A pauta feminista em prol da afirmação da liberdade e da autonomia de mulheres sobre seus corpos sempre foi desafiadora. Um das manifestações mais icônicas foi a de autoria do grupo Women’s Liberation Movement contra o concurso Miss America, em 1968, na qual as ativistas queimaram simbolicamente objetos relacionados a beleza feminina (sutiãs, sapatos de salto alto, cílios postiços, maquiagens, revistas femininas, espartilhos e cintas).

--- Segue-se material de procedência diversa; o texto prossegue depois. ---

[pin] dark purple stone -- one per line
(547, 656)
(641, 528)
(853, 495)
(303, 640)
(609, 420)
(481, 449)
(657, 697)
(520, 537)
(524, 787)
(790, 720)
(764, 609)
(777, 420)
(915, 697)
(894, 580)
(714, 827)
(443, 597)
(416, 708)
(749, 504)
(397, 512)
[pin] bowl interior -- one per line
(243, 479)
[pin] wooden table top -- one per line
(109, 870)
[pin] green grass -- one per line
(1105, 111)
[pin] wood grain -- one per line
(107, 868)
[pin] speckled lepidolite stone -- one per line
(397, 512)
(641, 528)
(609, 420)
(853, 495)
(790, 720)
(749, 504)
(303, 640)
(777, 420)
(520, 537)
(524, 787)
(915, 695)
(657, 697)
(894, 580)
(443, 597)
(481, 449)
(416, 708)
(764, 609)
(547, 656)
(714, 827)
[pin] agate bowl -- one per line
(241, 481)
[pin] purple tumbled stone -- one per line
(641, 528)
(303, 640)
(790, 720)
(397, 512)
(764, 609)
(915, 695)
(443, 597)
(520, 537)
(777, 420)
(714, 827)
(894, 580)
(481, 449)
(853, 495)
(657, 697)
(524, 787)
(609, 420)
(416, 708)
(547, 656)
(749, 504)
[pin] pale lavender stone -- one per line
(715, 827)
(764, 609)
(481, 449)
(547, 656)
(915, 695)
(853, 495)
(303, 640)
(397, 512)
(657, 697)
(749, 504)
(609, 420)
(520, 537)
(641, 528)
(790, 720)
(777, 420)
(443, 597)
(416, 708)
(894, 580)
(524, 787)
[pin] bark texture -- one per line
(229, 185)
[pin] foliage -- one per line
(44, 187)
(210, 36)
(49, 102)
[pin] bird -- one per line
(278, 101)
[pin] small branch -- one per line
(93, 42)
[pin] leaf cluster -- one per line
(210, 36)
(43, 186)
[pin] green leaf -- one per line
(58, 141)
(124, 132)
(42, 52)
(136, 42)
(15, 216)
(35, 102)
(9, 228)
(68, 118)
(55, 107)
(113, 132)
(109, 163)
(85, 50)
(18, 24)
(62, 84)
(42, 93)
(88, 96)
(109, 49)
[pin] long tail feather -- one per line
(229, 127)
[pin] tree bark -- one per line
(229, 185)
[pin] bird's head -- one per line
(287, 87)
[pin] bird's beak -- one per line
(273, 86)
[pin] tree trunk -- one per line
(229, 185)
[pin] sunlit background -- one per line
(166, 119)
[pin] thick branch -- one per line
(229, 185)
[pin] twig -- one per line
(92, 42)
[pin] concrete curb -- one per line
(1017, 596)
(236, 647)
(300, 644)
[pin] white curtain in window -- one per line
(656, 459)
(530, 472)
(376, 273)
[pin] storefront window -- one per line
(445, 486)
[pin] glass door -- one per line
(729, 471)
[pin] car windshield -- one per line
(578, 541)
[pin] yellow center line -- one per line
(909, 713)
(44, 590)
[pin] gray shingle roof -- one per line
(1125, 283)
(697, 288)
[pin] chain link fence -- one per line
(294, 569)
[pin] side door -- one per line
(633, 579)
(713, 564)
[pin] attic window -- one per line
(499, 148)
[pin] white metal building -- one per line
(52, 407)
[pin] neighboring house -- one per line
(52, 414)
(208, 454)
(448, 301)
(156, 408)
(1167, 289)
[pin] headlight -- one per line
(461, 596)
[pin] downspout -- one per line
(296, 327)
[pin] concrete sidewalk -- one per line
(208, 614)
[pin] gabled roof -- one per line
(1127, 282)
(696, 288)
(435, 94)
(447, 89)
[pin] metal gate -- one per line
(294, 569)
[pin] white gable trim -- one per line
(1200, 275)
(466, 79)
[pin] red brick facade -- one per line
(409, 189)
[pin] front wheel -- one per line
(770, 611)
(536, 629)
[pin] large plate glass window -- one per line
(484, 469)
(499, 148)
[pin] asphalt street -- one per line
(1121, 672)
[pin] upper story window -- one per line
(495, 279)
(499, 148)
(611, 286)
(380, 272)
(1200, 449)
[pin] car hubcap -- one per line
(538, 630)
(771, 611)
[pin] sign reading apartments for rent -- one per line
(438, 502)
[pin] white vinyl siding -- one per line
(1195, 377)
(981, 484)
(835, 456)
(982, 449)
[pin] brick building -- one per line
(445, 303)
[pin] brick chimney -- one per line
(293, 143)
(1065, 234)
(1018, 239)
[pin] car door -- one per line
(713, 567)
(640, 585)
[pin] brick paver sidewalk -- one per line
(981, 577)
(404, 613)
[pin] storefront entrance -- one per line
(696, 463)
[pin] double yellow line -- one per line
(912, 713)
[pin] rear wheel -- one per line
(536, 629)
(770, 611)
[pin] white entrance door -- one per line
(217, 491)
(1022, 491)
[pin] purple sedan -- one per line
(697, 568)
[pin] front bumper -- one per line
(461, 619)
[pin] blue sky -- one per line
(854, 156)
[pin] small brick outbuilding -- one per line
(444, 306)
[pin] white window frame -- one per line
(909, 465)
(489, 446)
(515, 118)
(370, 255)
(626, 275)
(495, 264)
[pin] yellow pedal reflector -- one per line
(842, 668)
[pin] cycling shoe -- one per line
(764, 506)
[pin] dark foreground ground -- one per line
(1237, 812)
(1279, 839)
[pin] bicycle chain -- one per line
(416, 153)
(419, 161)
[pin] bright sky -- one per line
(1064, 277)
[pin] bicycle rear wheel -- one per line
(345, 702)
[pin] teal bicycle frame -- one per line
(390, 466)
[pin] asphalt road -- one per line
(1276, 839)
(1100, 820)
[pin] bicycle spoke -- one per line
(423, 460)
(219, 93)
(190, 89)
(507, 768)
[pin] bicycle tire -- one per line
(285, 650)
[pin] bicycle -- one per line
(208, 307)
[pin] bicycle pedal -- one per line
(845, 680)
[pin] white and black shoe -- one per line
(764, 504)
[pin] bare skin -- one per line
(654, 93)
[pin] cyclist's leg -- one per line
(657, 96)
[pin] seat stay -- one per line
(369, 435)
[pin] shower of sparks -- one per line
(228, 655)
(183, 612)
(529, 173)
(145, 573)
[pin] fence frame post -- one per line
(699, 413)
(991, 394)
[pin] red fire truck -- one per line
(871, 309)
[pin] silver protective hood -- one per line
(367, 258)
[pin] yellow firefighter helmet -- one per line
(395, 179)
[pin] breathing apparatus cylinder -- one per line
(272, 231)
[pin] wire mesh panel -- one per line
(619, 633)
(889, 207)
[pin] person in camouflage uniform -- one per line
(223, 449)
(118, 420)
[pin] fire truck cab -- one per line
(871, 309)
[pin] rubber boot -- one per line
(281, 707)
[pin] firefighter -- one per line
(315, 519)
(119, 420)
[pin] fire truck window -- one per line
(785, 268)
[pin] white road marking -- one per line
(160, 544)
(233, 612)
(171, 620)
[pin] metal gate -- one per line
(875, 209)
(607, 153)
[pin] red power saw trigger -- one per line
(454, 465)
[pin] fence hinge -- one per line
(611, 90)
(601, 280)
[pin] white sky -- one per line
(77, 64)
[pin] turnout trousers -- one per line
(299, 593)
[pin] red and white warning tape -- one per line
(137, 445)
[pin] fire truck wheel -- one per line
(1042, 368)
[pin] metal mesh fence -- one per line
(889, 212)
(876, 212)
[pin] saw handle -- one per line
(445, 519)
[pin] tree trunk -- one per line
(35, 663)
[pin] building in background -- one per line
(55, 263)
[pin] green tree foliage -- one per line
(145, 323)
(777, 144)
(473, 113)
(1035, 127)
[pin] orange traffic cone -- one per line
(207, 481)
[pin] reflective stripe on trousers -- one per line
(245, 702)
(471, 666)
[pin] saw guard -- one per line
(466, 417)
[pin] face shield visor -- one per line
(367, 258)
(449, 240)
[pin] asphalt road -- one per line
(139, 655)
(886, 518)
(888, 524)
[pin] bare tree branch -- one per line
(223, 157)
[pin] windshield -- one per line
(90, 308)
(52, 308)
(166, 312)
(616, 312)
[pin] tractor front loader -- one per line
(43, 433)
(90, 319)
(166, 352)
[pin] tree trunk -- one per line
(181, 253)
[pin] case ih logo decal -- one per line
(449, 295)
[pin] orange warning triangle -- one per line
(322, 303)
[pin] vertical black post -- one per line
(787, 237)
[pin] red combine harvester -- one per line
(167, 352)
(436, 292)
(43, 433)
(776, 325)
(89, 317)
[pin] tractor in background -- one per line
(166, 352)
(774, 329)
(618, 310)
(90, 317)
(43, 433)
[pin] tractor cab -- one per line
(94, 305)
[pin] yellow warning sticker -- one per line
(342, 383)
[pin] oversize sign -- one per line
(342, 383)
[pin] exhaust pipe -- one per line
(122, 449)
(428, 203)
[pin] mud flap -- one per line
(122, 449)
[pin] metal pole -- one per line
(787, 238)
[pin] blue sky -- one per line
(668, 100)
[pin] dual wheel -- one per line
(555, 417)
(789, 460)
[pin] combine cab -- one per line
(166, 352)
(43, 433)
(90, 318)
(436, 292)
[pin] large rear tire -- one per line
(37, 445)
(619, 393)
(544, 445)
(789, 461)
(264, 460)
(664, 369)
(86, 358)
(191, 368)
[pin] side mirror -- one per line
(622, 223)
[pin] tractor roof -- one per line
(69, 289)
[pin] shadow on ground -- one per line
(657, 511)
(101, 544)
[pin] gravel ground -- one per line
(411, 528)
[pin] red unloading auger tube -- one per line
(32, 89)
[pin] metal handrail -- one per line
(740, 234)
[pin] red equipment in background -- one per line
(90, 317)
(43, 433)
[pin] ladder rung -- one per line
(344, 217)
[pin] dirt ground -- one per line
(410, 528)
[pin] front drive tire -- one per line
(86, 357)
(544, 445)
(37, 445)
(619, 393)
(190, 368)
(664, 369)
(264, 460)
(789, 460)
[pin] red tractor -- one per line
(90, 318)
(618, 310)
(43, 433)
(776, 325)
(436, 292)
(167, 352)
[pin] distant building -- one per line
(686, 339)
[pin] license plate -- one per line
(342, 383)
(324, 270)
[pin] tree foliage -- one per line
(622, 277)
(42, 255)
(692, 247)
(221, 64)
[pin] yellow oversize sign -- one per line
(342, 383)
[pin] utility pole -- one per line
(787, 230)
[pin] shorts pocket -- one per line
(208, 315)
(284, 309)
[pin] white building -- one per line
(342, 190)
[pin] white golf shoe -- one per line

À época, as mulheres participantes foram consideradas radicais pela rejeição ao que, socialmente, seria um dever natural da atitude feminina. Num apelo ao fim das imposições sociais, elas só queriam mostrar que uma mulher pode sim ser feminina sem precisar se encaixar nos padrões.
Enquanto todas as pessoas estão sujeitas a sofrer com a pressão estética, a gordofobia atinge somente pessoas gordas, que sofrem estruturalmente esse preconceito. Para muitos, pode parecer a mesma coisa, mas a complexidade das duas opressões não se compara, já que apenas pessoas gordas passam por determinadas situações.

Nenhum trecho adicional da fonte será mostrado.